Norwegia i Finlandia borykają się z rekordowymi epidemiami ptasiej grypy, które zabiły tysiące mew i innych gatunków, naraziły na niebezpieczeństwo zwierzęta gospodarskie i ograniczyły podróżowanie na niektórych obszarach – poinformowali urzędnicy.
Urzędnicy z arktycznego miasta Vadso, będącego częścią norweskiego okręgu Finnmark, poinformowali, że zebrali w okolicy ponad 10 000 martwych ptaków, a Norweski Urząd ds. Bezpieczeństwa Żywności nałożył w czwartek zakaz podróżowania obejmujący trzy rezerwaty przyrody.

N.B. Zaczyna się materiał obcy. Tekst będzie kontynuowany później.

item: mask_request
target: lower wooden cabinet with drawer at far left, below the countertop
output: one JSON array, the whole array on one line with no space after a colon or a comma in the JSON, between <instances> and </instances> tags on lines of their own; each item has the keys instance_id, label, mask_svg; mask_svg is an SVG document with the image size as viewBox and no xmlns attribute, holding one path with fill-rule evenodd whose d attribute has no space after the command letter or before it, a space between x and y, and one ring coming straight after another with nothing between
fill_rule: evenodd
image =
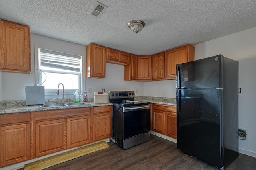
<instances>
[{"instance_id":1,"label":"lower wooden cabinet with drawer at far left, below the countertop","mask_svg":"<svg viewBox=\"0 0 256 170\"><path fill-rule=\"evenodd\" d=\"M31 156L30 112L0 114L0 168Z\"/></svg>"}]
</instances>

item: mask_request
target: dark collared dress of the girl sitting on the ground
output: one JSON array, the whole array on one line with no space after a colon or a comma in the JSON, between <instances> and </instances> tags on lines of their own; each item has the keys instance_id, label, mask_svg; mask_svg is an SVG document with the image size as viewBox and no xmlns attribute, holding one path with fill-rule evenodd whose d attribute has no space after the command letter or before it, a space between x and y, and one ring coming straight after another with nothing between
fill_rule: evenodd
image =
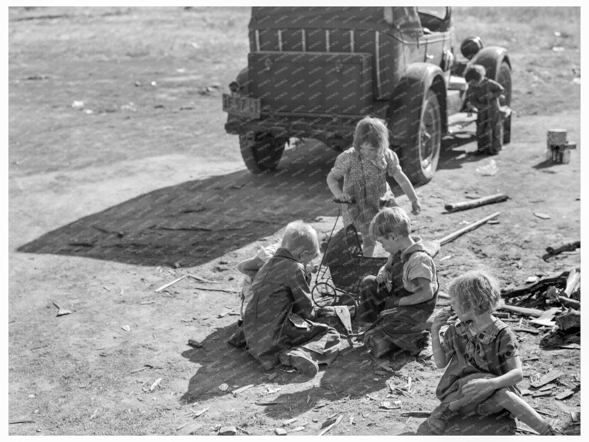
<instances>
[{"instance_id":1,"label":"dark collared dress of the girl sitting on the ground","mask_svg":"<svg viewBox=\"0 0 589 442\"><path fill-rule=\"evenodd\" d=\"M442 403L446 396L459 390L461 378L478 373L504 375L509 371L507 359L519 355L514 332L499 319L478 335L474 335L464 322L455 322L444 333L442 348L446 354L452 354L436 389L436 396ZM521 397L517 385L505 388Z\"/></svg>"}]
</instances>

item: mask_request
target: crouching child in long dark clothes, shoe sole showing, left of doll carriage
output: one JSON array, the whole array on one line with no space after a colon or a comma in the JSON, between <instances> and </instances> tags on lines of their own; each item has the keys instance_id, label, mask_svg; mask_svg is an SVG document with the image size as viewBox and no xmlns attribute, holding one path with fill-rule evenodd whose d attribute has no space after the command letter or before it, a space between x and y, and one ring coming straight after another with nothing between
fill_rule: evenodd
<instances>
[{"instance_id":1,"label":"crouching child in long dark clothes, shoe sole showing, left of doll carriage","mask_svg":"<svg viewBox=\"0 0 589 442\"><path fill-rule=\"evenodd\" d=\"M339 333L314 321L319 309L312 302L305 266L319 253L317 232L295 221L287 226L282 245L257 272L243 325L228 342L246 345L266 370L292 365L315 376L318 364L333 362L340 349Z\"/></svg>"}]
</instances>

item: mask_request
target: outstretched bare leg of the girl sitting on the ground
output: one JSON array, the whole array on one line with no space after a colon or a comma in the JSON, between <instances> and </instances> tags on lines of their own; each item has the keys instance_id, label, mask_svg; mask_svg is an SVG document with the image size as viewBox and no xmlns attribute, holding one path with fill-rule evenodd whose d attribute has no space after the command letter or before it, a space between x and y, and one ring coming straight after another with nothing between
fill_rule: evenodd
<instances>
[{"instance_id":1,"label":"outstretched bare leg of the girl sitting on the ground","mask_svg":"<svg viewBox=\"0 0 589 442\"><path fill-rule=\"evenodd\" d=\"M507 388L501 388L501 390L495 391L488 400L481 404L480 412L482 414L499 413L503 408L511 411L515 417L524 424L530 425L531 428L540 434L545 434L550 429L550 423L548 421L542 418L523 398L519 397L513 391L507 390Z\"/></svg>"}]
</instances>

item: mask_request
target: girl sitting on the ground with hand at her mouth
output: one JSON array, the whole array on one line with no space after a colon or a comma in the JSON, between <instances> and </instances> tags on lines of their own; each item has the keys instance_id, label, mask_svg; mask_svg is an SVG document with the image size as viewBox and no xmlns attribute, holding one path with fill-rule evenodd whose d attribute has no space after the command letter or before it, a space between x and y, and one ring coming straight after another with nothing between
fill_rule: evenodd
<instances>
[{"instance_id":1,"label":"girl sitting on the ground with hand at her mouth","mask_svg":"<svg viewBox=\"0 0 589 442\"><path fill-rule=\"evenodd\" d=\"M449 312L442 311L432 325L434 361L446 372L436 389L442 403L428 418L441 434L454 414L487 415L504 408L538 433L556 431L521 396L523 378L514 332L493 312L501 305L498 282L481 271L466 272L449 287L452 308L459 321L451 324L440 341L439 329Z\"/></svg>"}]
</instances>

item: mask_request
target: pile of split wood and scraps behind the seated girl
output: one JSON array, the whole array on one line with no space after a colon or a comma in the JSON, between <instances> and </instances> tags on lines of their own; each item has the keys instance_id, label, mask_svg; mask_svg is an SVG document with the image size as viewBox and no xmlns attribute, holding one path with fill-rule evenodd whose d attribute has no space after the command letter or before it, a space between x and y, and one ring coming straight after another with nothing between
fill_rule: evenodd
<instances>
[{"instance_id":1,"label":"pile of split wood and scraps behind the seated girl","mask_svg":"<svg viewBox=\"0 0 589 442\"><path fill-rule=\"evenodd\" d=\"M540 342L542 347L581 348L580 266L542 276L521 287L504 289L501 296L507 300L501 310L521 316L517 326L511 327L514 331L545 332ZM527 327L522 327L524 318Z\"/></svg>"}]
</instances>

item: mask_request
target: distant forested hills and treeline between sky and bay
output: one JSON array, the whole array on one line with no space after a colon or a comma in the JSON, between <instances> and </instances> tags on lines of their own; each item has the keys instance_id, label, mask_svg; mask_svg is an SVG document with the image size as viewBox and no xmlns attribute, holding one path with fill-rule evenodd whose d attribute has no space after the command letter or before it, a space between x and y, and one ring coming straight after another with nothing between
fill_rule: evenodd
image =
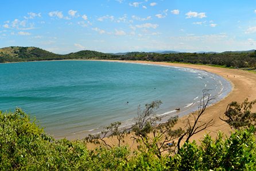
<instances>
[{"instance_id":1,"label":"distant forested hills and treeline between sky and bay","mask_svg":"<svg viewBox=\"0 0 256 171\"><path fill-rule=\"evenodd\" d=\"M222 65L224 67L256 69L256 50L223 53L157 53L127 52L102 53L93 50L82 50L67 55L58 55L36 47L11 46L0 49L0 63L17 61L64 60L64 59L116 59L169 61L191 64Z\"/></svg>"}]
</instances>

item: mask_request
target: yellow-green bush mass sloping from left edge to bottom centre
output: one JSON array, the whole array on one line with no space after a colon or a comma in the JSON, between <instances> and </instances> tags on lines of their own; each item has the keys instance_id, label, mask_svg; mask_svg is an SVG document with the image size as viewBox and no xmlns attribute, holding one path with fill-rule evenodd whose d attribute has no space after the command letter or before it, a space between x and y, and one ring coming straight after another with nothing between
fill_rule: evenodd
<instances>
[{"instance_id":1,"label":"yellow-green bush mass sloping from left edge to bottom centre","mask_svg":"<svg viewBox=\"0 0 256 171\"><path fill-rule=\"evenodd\" d=\"M0 111L1 170L133 170L164 164L154 156L131 154L126 146L90 151L83 141L55 141L19 108Z\"/></svg>"}]
</instances>

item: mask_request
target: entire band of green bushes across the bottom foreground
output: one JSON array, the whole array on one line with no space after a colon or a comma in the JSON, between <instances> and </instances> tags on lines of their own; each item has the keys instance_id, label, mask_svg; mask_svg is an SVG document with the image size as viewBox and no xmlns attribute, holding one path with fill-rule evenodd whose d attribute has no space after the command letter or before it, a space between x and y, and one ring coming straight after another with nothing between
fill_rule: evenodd
<instances>
[{"instance_id":1,"label":"entire band of green bushes across the bottom foreground","mask_svg":"<svg viewBox=\"0 0 256 171\"><path fill-rule=\"evenodd\" d=\"M255 129L239 130L201 145L187 142L178 154L158 158L129 147L88 150L83 141L55 141L20 109L0 111L0 170L255 170Z\"/></svg>"}]
</instances>

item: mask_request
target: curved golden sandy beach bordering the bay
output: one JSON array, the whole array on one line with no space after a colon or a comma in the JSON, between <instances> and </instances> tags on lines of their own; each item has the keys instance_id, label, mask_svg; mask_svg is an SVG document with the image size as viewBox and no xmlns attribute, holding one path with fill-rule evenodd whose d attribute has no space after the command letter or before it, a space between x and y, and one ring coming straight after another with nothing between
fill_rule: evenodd
<instances>
[{"instance_id":1,"label":"curved golden sandy beach bordering the bay","mask_svg":"<svg viewBox=\"0 0 256 171\"><path fill-rule=\"evenodd\" d=\"M211 67L208 65L194 65L194 64L178 64L178 63L165 63L165 62L152 62L152 61L121 61L121 60L100 60L100 61L111 61L111 62L122 62L122 63L143 63L143 64L155 64L155 65L169 65L175 67L185 67L185 68L193 68L193 69L201 69L207 72L215 73L219 76L224 77L228 81L230 81L232 85L232 91L230 94L226 96L226 98L220 100L218 103L207 108L205 114L202 116L201 121L210 121L210 119L214 119L215 125L209 127L205 131L201 131L200 133L194 135L192 139L199 141L203 138L204 134L208 133L212 137L216 137L218 131L222 131L224 134L230 134L230 126L227 123L223 122L219 118L224 116L224 112L226 111L227 105L232 102L243 102L246 98L249 100L256 99L256 74L248 71L243 71L241 69L230 69L230 68L219 68L219 67ZM256 105L254 105L253 111L256 111ZM179 119L176 127L185 127L185 119L188 116L183 116ZM114 138L108 139L110 143L116 143ZM135 142L130 139L130 136L125 137L125 144L129 145L131 148L134 148ZM95 145L88 144L89 149L94 148Z\"/></svg>"}]
</instances>

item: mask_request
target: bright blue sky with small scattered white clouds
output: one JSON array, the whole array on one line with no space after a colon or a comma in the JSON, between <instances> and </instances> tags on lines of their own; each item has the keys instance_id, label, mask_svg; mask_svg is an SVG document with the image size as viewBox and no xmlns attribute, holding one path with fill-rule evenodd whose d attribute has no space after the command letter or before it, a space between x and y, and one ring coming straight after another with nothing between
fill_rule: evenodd
<instances>
[{"instance_id":1,"label":"bright blue sky with small scattered white clouds","mask_svg":"<svg viewBox=\"0 0 256 171\"><path fill-rule=\"evenodd\" d=\"M0 0L0 48L59 54L256 49L255 0Z\"/></svg>"}]
</instances>

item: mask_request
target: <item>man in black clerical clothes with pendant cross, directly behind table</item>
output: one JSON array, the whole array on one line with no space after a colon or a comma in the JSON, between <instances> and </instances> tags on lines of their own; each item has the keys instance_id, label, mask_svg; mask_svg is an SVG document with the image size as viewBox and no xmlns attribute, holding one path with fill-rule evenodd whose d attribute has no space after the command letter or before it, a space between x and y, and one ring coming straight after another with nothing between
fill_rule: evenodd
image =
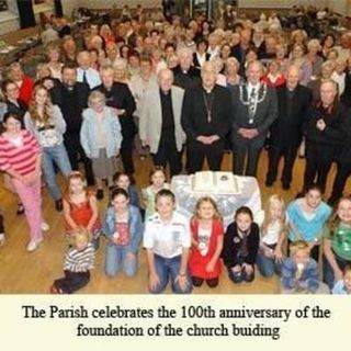
<instances>
[{"instance_id":1,"label":"man in black clerical clothes with pendant cross, directly behind table","mask_svg":"<svg viewBox=\"0 0 351 351\"><path fill-rule=\"evenodd\" d=\"M211 170L220 170L230 125L230 93L216 84L217 73L212 61L203 65L201 77L202 86L185 91L182 110L189 173L200 171L205 158Z\"/></svg>"}]
</instances>

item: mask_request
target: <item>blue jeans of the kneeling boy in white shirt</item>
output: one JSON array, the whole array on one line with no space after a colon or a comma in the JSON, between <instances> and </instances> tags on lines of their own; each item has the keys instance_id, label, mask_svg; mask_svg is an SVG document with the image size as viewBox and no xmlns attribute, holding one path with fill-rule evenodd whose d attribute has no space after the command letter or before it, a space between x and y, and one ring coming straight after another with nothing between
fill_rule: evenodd
<instances>
[{"instance_id":1,"label":"blue jeans of the kneeling boy in white shirt","mask_svg":"<svg viewBox=\"0 0 351 351\"><path fill-rule=\"evenodd\" d=\"M181 256L176 256L171 259L163 258L158 254L154 254L154 262L156 273L159 278L158 285L150 290L151 294L160 294L167 287L169 280L171 280L172 292L176 294L190 294L193 290L191 279L186 272L186 287L182 290L176 279L179 274Z\"/></svg>"}]
</instances>

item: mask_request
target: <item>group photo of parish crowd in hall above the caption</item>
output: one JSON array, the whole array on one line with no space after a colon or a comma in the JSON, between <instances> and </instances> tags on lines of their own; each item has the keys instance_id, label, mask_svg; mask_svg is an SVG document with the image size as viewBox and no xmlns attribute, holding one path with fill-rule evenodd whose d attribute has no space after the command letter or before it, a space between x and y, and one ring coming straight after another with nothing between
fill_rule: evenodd
<instances>
[{"instance_id":1,"label":"group photo of parish crowd in hall above the caption","mask_svg":"<svg viewBox=\"0 0 351 351\"><path fill-rule=\"evenodd\" d=\"M43 2L0 26L1 294L351 294L336 1Z\"/></svg>"}]
</instances>

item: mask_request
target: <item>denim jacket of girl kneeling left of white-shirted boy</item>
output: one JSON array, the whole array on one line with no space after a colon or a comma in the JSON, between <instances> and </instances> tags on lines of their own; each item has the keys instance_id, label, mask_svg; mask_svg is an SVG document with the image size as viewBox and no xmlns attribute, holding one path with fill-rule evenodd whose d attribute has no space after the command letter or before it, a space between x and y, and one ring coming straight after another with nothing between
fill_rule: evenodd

„Ogniska, które obserwujemy w tym roku w różnych miejscach w Finnmarku, są znacznie większe niż w przeszłości w Norwegii” – powiedział Ole-Herman Tronerud, główny lekarz weterynarii w norweskim urzędzie ds. bezpieczeństwa żywności.
Szczep wirusa H5N1 od lat rozprzestrzenia się wśród drobiu i dzikiego ptactwa, ale na całym świecie zgłaszano sporadyczne ogniska choroby u ssaków, takich jak koty, norki i wydry.
Sąsiednia Finlandia poinformowała również, że dzikie ptaki zostały poważnie dotknięte, a szczep H5N1 został wykryty w 20 fermach futrzarskich, w porównaniu z 12 wcześniej w tym tygodniu.
„Patogen został potwierdzony jako wariant krążący zwłaszcza wśród mew” – poinformowało fińskie ministerstwo spraw społecznych i zdrowia w środowym oświadczeniu.
Trzy agencje ONZ ostrzegły w tym miesiącu, że wybuchy epidemii na całym świecie budzą obawy, że wirus może łatwiej przystosować się do zarażania ludzi, i wezwały kraje do wzmocnienia nadzoru nad chorobami i poprawy higieny na fermach drobiu.
Światowa Organizacja Zdrowia stwierdziła, że ryzyko H5N1 dla ludzi pozostaje niskie, ale doniesienia o zakażeniach u ssaków muszą być ściśle monitorowane.